A year later, your mother has a stroke and is fighting for life in an ICU. You try to do as she wanted, you instruct her doctors to maintain her life. But they say no. She is very unlikely to recover, and even if she does, she will be seriously disabled. Her “time” has come, they say. And then, they unilaterally remove her life support over your strenuous objections.
That kind of authoritarianism already happens in Texas and a few other states. Now, Nevada has a bill pending in the legislature that would permit doctors to push patients off wanted life-extending treatment. From SP 189:
A medical facility is not subject to disciplinary action, shall not be found to have violated any standard of care and is immune from civil and criminal liability for refusing to provide care or treatment requested by a patient at the medical facility, or by another person on behalf of such a patient, if a provider of health care:
1: Has determined that the treatment of care would not be effective or is contrary to reasonable medical standards.
This is a bioethics meme known as “medical futility,” “futile care,” “inappropriate care,” or “non-beneficial care” — the bioethicists are still working on the best lexicon to get their policy goals enacted.
The point of futile care is not to protect doctors from forced provision of treatment that isn’t working — sometimes called physiological futility. Rather, it is to enable doctors to stop treatment even though it is accomplishing what the patient wants, i.e., maintaining life. Here are some important points to ponder when considering this issue:
- Futile care says maintaining life when the patients wants to stay alive is not an appropriate intervention in some cases.
- Proclaiming treatment futile or inappropriate is a value judgment–not a medical determination — about whether the life in question is worth living, and/or worth paying to sustain. It essentially declares the patient futile.
- Futile care decisions may be distorted by prejudice against disabled patients, the elderly, and other minorities.
- Futile care involves collective decision-making that empowers strangers to make crucial decisions about a person’s life and death. It gives greater weight to institutional and professional values than to those of the patient and his or her family.
- Futile care is a form of ad hoc health care rationing. That means an intervention considered futile in one hospital might not be in another.

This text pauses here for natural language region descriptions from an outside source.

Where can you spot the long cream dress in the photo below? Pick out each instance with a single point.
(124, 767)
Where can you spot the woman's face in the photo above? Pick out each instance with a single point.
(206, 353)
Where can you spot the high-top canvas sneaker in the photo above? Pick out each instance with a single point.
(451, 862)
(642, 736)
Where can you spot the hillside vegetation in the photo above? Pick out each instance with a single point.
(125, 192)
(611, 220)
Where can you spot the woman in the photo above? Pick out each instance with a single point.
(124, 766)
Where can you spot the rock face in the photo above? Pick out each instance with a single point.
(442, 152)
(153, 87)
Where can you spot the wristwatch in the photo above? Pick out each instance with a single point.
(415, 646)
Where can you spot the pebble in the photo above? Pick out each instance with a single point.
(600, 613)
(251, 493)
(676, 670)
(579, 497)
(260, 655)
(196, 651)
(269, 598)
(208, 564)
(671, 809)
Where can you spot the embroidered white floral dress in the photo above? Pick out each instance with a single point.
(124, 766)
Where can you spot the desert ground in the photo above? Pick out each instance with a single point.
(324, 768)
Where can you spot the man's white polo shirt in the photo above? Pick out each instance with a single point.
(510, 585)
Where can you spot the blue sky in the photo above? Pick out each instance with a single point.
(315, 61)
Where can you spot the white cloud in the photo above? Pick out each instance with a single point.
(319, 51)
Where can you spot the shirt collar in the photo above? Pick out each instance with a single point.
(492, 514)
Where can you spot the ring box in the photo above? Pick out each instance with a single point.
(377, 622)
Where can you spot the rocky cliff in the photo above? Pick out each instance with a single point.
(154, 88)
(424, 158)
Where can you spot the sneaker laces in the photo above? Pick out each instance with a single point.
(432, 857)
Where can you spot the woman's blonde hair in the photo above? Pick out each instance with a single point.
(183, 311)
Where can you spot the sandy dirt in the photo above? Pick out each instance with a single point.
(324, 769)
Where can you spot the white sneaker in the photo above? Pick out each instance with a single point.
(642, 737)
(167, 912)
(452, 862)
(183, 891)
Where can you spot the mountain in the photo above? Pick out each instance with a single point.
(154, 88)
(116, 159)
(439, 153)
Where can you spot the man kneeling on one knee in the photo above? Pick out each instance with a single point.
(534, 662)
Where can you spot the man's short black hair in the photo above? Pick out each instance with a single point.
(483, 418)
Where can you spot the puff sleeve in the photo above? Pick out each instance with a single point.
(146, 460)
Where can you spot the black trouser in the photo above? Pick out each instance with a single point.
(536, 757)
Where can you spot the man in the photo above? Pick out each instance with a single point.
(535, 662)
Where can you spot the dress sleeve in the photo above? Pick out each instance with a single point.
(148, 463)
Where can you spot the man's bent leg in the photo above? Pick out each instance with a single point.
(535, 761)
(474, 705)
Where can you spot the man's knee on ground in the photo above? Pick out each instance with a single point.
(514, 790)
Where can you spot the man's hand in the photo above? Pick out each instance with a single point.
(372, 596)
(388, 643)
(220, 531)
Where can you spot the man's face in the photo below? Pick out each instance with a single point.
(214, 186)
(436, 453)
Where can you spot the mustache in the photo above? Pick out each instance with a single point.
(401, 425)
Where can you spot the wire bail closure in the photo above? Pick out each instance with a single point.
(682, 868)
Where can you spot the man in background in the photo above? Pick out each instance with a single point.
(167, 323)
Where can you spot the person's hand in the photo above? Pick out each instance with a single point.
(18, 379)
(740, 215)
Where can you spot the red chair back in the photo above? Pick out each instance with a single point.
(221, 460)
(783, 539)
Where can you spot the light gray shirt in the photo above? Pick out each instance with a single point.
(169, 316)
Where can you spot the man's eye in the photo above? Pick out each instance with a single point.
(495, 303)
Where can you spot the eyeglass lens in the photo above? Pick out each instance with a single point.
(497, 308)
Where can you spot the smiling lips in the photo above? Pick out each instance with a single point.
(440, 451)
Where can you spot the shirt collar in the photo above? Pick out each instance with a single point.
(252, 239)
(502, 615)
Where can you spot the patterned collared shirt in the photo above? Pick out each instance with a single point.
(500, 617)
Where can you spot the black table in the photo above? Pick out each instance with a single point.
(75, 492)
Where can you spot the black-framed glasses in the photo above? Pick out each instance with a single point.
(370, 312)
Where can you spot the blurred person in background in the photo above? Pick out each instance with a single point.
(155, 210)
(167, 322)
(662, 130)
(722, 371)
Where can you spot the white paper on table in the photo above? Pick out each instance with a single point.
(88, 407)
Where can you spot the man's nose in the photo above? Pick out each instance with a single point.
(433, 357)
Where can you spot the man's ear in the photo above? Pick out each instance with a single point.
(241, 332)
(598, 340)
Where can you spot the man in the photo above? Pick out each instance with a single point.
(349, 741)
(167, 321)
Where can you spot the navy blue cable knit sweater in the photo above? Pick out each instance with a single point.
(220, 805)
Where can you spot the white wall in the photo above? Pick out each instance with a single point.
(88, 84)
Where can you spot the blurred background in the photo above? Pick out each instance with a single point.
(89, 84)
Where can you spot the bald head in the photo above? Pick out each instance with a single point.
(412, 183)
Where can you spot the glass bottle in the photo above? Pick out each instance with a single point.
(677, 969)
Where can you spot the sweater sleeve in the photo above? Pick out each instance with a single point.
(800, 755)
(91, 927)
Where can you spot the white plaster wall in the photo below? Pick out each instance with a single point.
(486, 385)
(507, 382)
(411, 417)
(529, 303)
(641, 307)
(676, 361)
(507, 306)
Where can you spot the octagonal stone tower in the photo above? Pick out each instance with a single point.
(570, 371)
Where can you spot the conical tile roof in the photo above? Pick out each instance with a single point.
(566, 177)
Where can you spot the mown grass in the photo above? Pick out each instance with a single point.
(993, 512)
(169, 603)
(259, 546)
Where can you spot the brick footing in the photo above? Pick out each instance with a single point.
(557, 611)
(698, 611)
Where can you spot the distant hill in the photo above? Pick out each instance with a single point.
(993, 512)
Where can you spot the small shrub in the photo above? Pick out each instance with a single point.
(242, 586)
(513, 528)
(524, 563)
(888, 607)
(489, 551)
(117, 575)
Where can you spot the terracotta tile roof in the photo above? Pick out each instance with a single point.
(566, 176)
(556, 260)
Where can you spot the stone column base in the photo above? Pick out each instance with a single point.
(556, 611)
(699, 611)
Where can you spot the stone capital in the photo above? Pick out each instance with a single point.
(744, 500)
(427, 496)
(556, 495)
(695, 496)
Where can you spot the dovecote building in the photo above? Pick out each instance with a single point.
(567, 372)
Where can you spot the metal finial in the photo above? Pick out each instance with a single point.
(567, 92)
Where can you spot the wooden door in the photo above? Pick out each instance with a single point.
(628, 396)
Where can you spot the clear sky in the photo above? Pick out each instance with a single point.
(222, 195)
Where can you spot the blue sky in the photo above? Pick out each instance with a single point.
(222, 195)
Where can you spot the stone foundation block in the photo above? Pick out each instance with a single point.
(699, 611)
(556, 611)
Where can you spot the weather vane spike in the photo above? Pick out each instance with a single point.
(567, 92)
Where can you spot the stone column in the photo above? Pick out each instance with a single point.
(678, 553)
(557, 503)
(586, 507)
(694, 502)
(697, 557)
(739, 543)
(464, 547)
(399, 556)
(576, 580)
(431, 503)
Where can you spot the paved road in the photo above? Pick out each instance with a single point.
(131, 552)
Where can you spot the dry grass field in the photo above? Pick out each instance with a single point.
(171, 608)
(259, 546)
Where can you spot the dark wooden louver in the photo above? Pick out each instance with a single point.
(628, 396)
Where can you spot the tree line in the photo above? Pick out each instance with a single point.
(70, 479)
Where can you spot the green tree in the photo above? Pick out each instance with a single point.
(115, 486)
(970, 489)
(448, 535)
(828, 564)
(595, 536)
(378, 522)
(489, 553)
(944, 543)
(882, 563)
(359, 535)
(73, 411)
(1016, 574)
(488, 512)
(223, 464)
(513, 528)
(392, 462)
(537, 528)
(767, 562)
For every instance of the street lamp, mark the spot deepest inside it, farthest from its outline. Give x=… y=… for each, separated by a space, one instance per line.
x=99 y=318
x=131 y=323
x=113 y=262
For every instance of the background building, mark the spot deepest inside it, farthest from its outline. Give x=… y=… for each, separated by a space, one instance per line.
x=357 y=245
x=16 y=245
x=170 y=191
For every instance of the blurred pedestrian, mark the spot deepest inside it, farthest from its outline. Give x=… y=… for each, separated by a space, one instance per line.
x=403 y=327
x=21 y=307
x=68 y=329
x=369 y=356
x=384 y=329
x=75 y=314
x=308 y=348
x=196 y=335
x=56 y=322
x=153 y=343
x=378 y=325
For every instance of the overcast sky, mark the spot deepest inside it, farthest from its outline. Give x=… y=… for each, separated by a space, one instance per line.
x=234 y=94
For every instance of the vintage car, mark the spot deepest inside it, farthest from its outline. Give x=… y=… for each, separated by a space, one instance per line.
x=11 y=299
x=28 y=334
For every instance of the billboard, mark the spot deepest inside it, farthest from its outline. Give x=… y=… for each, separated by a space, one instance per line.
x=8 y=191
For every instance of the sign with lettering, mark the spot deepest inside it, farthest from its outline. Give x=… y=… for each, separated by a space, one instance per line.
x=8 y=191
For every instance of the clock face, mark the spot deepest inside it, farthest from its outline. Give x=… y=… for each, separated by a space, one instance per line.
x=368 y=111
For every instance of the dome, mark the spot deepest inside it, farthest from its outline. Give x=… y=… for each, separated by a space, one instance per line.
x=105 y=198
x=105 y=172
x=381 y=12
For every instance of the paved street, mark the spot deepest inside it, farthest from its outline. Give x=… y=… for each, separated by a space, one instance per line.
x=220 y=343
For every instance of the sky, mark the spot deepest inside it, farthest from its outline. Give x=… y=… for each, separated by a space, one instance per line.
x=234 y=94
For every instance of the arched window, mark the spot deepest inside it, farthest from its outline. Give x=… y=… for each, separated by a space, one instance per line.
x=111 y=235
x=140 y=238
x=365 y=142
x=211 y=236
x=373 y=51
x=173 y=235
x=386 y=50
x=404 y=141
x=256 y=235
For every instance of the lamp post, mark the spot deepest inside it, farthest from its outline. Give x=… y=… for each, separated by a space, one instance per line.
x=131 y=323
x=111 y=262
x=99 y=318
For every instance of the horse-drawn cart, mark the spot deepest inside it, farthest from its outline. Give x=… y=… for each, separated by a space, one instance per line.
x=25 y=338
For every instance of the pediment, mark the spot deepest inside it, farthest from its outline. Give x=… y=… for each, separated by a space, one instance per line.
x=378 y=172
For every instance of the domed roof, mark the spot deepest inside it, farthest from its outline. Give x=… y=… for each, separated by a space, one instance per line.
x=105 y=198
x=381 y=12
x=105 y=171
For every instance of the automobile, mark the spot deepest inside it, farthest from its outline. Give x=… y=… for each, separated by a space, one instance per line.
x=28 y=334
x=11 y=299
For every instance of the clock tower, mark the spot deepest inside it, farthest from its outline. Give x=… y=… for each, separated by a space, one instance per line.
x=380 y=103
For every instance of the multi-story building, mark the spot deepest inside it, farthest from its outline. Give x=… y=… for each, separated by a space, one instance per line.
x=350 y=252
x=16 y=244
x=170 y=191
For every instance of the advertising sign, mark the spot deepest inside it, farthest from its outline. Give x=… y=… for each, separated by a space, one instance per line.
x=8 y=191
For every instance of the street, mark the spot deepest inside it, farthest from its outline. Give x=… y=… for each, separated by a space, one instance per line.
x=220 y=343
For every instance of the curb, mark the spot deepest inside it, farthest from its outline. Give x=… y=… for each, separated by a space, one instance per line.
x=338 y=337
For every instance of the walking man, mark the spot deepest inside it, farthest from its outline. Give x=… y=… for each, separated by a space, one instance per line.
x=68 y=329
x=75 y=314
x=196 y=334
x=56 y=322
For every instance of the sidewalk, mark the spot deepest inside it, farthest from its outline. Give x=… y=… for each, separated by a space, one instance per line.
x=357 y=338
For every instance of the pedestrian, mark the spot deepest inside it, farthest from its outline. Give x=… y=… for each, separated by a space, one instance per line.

If Nevada legalizes assisted suicide, which is being attempted this term, and also passes this futile care bill, the lives of the most medically vulnerable will be put at material risk both coming and going. If a dying patient wants to commit suicide, great. Bioethicists believe in patient autonomy, so the law will authorize doctors to give them the poison pills.
But if a patient wants to continue to stay alive on life support, suddenly patient autonomy will have its limits and the subjective values of doctors and bioethicists could trump those of patients and families.
That’s known as heads we win, tails you lose. Let’s hope that the Nevada Legislature rejects this awful bill.